Donovan nodded. “But Hal Chaney?” he said. “Why does that name sound familiar?”

“I don’t know. Below it are some other names and places that follow.” I whispered the full list to him aloud:

 

Hal Chaney - Americana Trucking - Cres Cove, Chic, MO, TX, NM
Vincent Leto - Chic
Rick Brice - Chic
Sebastian James - Chic
Timothy Wick - Americana Trucking, Jop, Amar
Billy Neville - Albuq
Julian Carello - Chic

 

“I’ve never heard of any of these people,” he said. “They can’t be famous. At least not to an average American.”

“Maybe not. But for some reason they were important to Treak. We should check every reference source we can lay our hands on to try to figure out who at least a few of them are and what they do,” I said. “Microfilm. Phonebooks. Newspapers. Periodical indexes. Anything at our disposal.”

“Is this everything Treak had listed?” he asked.

I shook my head. “There was one more section.” I showed him the last page. “It’s mostly numbers, as you can see in this left-hand column. The shorthand words to the right vary, but each of them is a city. There were several mentions of Chicago and St. Louis, a few of Joplin and Amarillo, an Oklahoma City and an Albuquerque.”

“All places along Route 66.”

“Yeah.”

“But no idea what the numbers mean?”

“Not yet,” I said. They had to mean something, though, and the quicker I could figure out little details like these, the quicker we might be able to track down Gideon.

Donovan was staring at the list of names again. “I’m thinking the thing to start with is the trucking company because that, at least, gives us a jumping off point. We can look them up. See where they’re based. Try to find something on Hal Chaney and Timothy Wick through them, since Americana Trucking was listed after both of their names.”
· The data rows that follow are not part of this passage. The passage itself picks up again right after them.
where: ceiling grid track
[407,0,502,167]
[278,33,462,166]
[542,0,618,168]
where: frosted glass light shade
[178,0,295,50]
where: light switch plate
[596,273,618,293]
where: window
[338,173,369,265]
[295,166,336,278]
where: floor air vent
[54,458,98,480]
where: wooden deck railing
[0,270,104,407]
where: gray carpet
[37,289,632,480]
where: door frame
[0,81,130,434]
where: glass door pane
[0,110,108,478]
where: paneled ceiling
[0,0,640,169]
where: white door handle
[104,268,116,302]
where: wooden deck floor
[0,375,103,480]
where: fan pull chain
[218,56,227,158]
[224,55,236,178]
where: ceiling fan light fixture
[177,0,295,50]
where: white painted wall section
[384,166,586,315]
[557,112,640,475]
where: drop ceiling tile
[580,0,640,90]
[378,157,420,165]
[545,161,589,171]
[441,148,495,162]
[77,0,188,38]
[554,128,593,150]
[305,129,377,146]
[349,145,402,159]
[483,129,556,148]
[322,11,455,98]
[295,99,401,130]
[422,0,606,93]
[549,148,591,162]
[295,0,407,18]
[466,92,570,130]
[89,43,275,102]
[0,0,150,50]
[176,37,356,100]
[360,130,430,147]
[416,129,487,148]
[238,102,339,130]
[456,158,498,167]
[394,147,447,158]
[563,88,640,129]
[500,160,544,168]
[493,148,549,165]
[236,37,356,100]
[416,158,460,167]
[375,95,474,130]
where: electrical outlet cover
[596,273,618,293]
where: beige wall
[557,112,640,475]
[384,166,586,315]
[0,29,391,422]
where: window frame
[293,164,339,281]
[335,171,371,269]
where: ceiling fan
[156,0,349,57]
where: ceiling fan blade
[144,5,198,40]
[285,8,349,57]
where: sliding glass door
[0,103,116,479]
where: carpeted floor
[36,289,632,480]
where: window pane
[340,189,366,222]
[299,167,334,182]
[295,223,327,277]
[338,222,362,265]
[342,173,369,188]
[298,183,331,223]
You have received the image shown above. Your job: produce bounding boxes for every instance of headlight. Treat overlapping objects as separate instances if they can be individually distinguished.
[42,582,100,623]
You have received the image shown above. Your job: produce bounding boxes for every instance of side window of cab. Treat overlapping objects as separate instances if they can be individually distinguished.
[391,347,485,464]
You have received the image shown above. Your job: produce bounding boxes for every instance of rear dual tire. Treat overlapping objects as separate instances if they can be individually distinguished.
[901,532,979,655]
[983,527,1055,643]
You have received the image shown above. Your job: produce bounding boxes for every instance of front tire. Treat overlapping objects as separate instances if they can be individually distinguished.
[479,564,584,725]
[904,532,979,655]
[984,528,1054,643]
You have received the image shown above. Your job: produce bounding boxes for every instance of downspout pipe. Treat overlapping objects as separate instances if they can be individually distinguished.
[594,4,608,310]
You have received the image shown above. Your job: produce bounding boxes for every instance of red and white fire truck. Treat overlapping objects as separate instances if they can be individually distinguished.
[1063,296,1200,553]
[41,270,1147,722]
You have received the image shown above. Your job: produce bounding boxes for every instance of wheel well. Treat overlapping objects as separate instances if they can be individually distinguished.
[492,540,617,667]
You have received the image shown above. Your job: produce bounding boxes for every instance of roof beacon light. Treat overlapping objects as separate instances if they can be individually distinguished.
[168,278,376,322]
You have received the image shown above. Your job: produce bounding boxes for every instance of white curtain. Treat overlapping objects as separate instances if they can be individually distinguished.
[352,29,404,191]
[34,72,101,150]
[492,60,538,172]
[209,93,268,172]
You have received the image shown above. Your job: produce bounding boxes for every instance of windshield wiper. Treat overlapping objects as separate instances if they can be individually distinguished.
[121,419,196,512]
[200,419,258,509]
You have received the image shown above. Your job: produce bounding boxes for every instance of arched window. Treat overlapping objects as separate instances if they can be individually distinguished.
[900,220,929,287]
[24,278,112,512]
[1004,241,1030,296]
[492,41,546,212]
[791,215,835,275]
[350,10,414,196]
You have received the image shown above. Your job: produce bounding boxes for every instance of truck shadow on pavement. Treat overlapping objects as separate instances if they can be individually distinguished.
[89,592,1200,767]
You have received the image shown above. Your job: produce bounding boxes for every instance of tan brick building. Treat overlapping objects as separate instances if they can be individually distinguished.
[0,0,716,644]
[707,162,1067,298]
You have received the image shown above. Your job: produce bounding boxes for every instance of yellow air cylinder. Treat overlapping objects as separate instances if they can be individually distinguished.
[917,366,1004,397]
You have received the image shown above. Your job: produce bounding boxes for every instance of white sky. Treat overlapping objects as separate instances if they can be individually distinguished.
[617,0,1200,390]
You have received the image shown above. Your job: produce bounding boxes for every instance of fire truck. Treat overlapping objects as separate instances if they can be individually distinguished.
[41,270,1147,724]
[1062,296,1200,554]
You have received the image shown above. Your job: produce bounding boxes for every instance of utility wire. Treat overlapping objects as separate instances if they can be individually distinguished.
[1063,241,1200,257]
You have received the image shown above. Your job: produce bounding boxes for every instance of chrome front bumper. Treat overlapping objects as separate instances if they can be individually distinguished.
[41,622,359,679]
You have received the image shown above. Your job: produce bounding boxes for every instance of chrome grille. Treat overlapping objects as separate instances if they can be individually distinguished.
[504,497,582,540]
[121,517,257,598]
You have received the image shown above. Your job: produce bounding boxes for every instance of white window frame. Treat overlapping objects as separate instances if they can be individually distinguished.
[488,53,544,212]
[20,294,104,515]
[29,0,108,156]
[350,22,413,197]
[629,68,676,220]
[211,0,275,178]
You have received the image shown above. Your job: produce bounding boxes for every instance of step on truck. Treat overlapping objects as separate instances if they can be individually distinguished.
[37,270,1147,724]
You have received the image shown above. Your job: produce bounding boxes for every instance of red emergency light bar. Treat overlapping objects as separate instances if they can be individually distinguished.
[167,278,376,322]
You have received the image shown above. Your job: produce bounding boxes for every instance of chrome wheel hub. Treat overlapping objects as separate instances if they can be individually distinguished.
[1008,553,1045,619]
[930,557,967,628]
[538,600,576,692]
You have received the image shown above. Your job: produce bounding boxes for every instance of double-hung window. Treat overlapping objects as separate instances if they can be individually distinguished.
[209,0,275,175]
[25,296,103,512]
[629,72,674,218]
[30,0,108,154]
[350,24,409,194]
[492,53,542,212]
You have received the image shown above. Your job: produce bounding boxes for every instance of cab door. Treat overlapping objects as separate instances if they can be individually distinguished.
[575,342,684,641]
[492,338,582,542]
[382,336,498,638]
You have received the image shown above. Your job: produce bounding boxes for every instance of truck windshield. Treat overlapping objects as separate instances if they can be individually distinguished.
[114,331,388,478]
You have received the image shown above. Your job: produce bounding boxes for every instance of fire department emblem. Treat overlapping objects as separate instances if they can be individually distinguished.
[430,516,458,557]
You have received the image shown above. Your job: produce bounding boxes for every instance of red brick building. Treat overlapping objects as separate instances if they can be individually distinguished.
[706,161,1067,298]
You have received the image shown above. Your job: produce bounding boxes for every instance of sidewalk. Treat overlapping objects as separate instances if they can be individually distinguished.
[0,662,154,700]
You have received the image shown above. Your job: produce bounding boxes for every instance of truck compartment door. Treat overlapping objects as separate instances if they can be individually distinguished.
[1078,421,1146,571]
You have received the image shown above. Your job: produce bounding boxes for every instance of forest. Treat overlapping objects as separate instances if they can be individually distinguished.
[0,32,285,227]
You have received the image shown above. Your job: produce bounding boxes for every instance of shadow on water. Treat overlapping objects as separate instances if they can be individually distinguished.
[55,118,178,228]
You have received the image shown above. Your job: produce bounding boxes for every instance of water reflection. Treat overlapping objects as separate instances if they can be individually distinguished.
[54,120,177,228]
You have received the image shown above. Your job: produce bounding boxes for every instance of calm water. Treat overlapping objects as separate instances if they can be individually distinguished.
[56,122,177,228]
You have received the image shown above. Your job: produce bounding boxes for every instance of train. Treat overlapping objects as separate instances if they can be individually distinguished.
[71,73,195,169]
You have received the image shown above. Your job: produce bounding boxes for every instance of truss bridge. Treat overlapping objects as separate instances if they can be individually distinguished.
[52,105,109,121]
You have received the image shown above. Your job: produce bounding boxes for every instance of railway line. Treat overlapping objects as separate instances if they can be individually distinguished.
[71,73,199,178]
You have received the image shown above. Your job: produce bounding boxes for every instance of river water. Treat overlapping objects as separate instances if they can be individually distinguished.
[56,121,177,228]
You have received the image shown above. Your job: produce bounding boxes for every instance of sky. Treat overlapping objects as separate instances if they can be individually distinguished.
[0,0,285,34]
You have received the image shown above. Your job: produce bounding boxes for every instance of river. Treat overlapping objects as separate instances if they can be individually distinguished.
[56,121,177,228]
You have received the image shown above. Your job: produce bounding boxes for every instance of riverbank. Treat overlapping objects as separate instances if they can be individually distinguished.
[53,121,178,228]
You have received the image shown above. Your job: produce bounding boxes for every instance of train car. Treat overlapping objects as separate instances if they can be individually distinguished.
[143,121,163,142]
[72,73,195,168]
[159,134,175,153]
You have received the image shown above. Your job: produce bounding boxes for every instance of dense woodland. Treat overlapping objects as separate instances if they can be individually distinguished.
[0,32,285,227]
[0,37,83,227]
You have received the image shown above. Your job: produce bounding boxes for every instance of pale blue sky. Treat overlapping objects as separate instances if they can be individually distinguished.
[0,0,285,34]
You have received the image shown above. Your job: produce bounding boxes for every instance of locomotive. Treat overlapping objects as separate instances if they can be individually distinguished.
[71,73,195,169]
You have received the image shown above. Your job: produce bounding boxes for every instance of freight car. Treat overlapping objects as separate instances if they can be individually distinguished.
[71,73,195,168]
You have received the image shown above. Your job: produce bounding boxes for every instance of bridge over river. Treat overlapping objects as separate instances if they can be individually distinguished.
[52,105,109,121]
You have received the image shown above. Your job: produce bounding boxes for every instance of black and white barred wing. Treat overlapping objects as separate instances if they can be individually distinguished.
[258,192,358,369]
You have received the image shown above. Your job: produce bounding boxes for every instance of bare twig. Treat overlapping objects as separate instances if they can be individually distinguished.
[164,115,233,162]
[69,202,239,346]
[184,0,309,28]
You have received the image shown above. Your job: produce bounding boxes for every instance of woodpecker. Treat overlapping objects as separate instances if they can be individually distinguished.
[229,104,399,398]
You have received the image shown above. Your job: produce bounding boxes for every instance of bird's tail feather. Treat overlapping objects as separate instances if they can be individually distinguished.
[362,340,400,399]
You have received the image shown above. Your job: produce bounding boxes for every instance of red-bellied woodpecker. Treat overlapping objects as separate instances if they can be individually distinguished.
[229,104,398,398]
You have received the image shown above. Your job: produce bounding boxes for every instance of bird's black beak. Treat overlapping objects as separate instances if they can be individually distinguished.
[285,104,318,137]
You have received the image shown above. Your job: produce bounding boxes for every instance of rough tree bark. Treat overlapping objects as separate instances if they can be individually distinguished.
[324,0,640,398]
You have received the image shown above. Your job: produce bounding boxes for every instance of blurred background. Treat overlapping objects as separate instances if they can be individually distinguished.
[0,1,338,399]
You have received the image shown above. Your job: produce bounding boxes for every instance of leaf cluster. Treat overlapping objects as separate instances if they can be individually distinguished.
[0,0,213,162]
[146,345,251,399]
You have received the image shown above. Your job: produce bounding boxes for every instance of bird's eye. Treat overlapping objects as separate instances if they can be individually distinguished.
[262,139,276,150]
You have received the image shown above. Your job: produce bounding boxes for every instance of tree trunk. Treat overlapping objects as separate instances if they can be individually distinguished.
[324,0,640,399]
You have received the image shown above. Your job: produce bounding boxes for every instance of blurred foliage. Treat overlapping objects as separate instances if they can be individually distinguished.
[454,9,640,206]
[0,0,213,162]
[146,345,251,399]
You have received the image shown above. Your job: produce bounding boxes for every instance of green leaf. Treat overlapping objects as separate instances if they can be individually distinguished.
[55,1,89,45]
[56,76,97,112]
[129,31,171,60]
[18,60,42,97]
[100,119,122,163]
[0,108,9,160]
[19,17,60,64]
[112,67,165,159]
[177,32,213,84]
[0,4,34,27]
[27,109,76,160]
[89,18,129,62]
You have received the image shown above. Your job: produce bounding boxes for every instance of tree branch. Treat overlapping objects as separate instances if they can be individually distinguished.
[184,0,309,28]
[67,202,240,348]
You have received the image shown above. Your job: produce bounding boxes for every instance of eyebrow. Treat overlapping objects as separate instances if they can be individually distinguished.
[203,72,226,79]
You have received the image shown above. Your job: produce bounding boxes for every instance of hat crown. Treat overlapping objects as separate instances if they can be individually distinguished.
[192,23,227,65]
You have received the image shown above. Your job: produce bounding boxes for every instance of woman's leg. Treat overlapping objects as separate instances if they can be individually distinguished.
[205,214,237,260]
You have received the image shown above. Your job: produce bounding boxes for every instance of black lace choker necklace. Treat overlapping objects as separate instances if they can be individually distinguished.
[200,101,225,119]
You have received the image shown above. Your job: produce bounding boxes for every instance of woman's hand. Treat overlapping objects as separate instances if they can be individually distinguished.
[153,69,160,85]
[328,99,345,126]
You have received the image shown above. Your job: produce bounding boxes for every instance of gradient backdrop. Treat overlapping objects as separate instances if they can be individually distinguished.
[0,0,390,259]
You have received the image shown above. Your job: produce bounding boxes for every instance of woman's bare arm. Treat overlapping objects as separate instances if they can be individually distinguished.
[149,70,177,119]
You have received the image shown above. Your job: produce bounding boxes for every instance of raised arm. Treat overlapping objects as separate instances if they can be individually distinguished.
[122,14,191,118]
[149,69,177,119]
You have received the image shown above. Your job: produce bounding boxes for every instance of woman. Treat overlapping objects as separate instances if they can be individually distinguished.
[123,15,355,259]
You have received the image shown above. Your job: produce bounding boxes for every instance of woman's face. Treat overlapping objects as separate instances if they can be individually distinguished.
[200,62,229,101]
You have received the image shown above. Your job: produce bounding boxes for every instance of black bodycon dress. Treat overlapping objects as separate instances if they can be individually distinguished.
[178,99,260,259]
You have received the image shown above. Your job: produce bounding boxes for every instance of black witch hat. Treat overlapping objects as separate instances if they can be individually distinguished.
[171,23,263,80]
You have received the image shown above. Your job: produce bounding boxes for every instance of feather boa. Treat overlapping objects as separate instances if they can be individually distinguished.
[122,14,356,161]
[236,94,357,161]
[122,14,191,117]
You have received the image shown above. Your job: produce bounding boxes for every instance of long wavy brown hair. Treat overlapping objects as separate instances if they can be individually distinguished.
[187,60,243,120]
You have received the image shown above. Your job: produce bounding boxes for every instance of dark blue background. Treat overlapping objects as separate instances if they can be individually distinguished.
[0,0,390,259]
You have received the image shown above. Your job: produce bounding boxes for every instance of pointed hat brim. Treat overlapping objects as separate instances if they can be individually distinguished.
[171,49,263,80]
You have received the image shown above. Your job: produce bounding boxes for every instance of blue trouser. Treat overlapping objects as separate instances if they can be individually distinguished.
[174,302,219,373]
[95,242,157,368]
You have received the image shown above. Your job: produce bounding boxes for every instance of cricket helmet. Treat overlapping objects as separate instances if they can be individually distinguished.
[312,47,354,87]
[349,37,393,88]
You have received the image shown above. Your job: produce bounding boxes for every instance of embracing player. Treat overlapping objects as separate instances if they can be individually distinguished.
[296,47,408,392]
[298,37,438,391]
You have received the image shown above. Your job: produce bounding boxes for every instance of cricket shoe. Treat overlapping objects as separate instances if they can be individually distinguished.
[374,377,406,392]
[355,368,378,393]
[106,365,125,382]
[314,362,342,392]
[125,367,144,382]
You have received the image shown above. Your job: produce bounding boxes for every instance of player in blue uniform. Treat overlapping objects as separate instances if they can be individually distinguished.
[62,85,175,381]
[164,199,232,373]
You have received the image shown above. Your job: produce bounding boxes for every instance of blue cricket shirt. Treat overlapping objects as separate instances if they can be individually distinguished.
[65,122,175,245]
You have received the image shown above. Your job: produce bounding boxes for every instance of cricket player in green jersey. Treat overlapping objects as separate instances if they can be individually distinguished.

Something tugged at my memory. I looked at Hal’s name again and the places Treak had written after it:

 

Cres Cove, Chic, MO, TX, NM.

 

“Didn’t somebody in Crescent Cove know a guy named Hal?” I asked.

Donovan remembered an instant before I did. “Kim.”

“That’s right. Our waitress at the bar. The desperate Cher-lookalike chick who was drooling all over you.”

“What?”

“Never mind,” I said. “Didn’t she say her old boyfriend was a trucker? A guy named Hal. The one she’d moved to Crescent Cove to be with…”

“But then he left her.”

“Or, maybe, he just
left
.”

“Kim didn’t say a last name, though. She might’ve been talking about another Hal,” he said.

“Right. Because there would be
so many
truckers named ‘Hal’ in a town with a population of 949.” I sighed. Donovan was so damn unwilling to let his mind take any leaps at all.